Si è detto del ruolo fondamentale assegnato alla parola, nel nostro caso soprattutto a quella latina: fu
in particolare leggendo alcuni esametri leonini contenuti nel codice suddetto che Orff rimase
affascinato «dalla trascinante forza ritmica, dalla ricchezza immaginifica, dalla musicalità, ricca di
vocali, e dalla stringatezza» del latino, caratteri che, a dispetto dello status di lingua morta conferito
all’idioma che fu di Cicerone e di Virgilio, si sono rivelati per lui portatori di straordinaria forza
vitale, una forza tale da tradursi, con la complicità del canto e dell’apparato strumentale, in
autentico potenziale scenico, anche se non strettamente drammatico.
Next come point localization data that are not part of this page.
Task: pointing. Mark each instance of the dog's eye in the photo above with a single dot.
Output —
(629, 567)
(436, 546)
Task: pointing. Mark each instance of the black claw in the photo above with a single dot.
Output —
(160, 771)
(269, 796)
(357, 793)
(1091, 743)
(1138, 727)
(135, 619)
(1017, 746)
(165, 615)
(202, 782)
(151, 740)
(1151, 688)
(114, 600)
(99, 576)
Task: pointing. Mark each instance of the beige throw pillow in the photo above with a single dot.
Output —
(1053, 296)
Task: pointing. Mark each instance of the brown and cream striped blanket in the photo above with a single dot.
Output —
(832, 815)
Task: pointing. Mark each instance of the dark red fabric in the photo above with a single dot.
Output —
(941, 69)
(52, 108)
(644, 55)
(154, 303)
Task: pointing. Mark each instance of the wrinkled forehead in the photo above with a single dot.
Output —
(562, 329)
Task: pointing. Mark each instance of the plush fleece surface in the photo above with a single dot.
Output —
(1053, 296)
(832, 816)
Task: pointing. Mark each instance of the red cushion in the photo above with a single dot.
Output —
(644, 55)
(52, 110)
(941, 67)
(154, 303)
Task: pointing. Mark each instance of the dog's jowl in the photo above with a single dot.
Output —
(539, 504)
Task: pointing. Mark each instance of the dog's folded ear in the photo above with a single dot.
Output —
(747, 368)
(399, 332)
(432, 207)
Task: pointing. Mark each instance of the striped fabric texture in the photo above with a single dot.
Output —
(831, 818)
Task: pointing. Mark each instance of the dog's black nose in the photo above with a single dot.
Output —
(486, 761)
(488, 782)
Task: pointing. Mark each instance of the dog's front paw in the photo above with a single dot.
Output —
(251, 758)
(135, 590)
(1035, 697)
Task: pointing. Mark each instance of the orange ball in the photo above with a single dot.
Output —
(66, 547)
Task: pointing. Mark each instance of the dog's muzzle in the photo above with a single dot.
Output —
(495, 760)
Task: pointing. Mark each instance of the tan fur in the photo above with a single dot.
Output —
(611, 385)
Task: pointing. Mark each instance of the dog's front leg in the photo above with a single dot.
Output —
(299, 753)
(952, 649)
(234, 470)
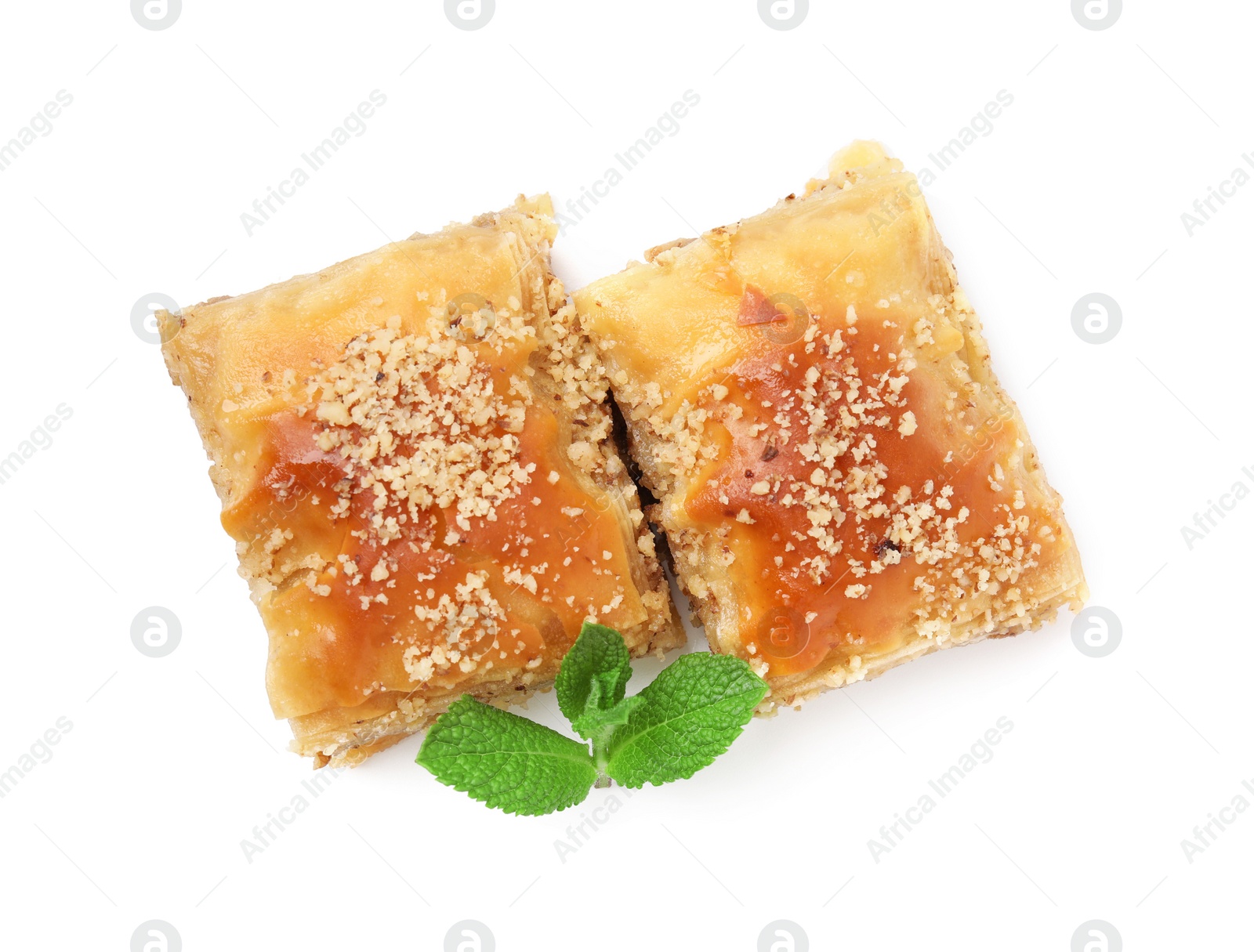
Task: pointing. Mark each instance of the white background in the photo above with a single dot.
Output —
(141, 810)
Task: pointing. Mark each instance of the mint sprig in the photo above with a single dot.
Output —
(676, 726)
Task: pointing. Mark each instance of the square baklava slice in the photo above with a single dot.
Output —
(843, 482)
(415, 458)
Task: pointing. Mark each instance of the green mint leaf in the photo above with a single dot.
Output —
(691, 714)
(595, 722)
(505, 760)
(593, 674)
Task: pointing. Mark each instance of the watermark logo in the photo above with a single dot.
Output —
(143, 317)
(156, 14)
(783, 632)
(469, 14)
(783, 936)
(469, 936)
(1096, 936)
(1096, 14)
(156, 936)
(783, 14)
(1096, 317)
(790, 323)
(470, 317)
(781, 317)
(1096, 631)
(156, 631)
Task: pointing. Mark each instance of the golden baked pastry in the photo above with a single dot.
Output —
(843, 480)
(415, 459)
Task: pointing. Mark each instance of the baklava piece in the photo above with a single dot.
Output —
(415, 459)
(843, 482)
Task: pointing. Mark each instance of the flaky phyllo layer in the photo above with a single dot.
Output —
(414, 455)
(842, 478)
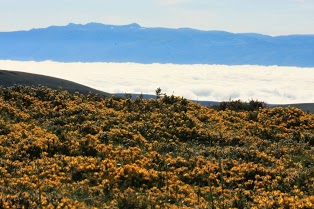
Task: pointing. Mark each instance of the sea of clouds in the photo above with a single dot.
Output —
(271, 84)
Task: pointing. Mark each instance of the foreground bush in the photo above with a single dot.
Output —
(59, 149)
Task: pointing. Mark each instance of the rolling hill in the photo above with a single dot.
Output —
(11, 78)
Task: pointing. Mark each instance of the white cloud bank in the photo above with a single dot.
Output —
(273, 84)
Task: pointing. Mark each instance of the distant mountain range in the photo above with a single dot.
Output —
(96, 42)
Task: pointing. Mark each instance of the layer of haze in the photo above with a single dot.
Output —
(272, 17)
(273, 84)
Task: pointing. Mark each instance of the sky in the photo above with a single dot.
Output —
(271, 17)
(272, 84)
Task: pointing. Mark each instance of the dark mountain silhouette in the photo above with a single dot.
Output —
(11, 78)
(96, 42)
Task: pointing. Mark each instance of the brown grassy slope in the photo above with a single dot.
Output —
(10, 78)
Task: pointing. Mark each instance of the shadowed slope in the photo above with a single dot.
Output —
(10, 78)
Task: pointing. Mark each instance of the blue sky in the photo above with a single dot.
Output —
(273, 17)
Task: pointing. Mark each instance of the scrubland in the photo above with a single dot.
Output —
(61, 150)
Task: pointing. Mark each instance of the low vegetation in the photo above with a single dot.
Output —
(61, 150)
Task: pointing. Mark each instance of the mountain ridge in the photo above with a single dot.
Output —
(96, 42)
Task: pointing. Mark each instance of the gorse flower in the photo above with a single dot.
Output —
(61, 150)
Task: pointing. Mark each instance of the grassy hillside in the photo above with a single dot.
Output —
(11, 78)
(61, 150)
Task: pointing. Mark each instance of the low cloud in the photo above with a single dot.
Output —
(273, 84)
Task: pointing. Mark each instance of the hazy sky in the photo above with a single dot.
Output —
(271, 84)
(273, 17)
Non c’è in effetti una vera e
propria trama a legare tra loro la ventina di brani scelti dai trecento del corpus e distribuiti dal
musicista lungo il prologo e le tre parti - quasi elementi di un polittico - in cui si articola la cantata
(sottotitolata Cantiones profanae cantoribus et choris cantandae comitantibus instrumentis atque
imaginibus magicis). Sono pagine attraverso le quali si dipana la matassa della vita, un excursus
sulle gioie concesse all’umanità: il godimento della natura al suo risveglio primaverile (tema della
prima parte), il piacere della tavola e del vino (argomento della seconda, che racchiude il grande
inno corale «In taberna quando sumus»), l’abbandono libero e gioioso alla sensualità e alle dolcezze
amorose (al centro della terza e ultima). Significativamente, però, questo excursus di impronta
edonistica viene inserito dall’autore in una cornice che ha come protagonista la fortuna e la sua
instabilità. Quasi a voler suggerire una struttura circolare, infatti, i Carmina Burana si aprono e si
chiudono con la celebrazione, in un brano corale celeberrimo, della «Fortuna imperatrix mundi», di
colei che può indistintamente dare o togliere, può elevare il debole e far capitolare il potente: un
memento mori a metà tra il carpe diem oraziano e la meditazione biblica sulla vanità e la caducità
del mondo.
Per quanto riguarda le soluzioni adottate da Orff nel far rivivere le suggestioni promananti dalla
poesia goliardica medievale, è stato rilevato da più parti il tentativo di rinnovare tecniche e
linguaggi senza tuttavia spingersi oltre i confini di una moderata modernità. Sergio Sablich, in
particolare, ha felicemente individuato l’esito di questa operazione nella «rifondazione di un
linguaggio barbarico e primitivo, eloquente e immediatamente comunicativo, nel quale la forza
elementare del ritmo e la continua segmentazione del canto, sullo sfondo di una modalità ora
arcaica ora popolare […] divengono invenzione prodigiosamente novecentesca, insieme giocosa e
leggendaria, stupefatta e terrificante».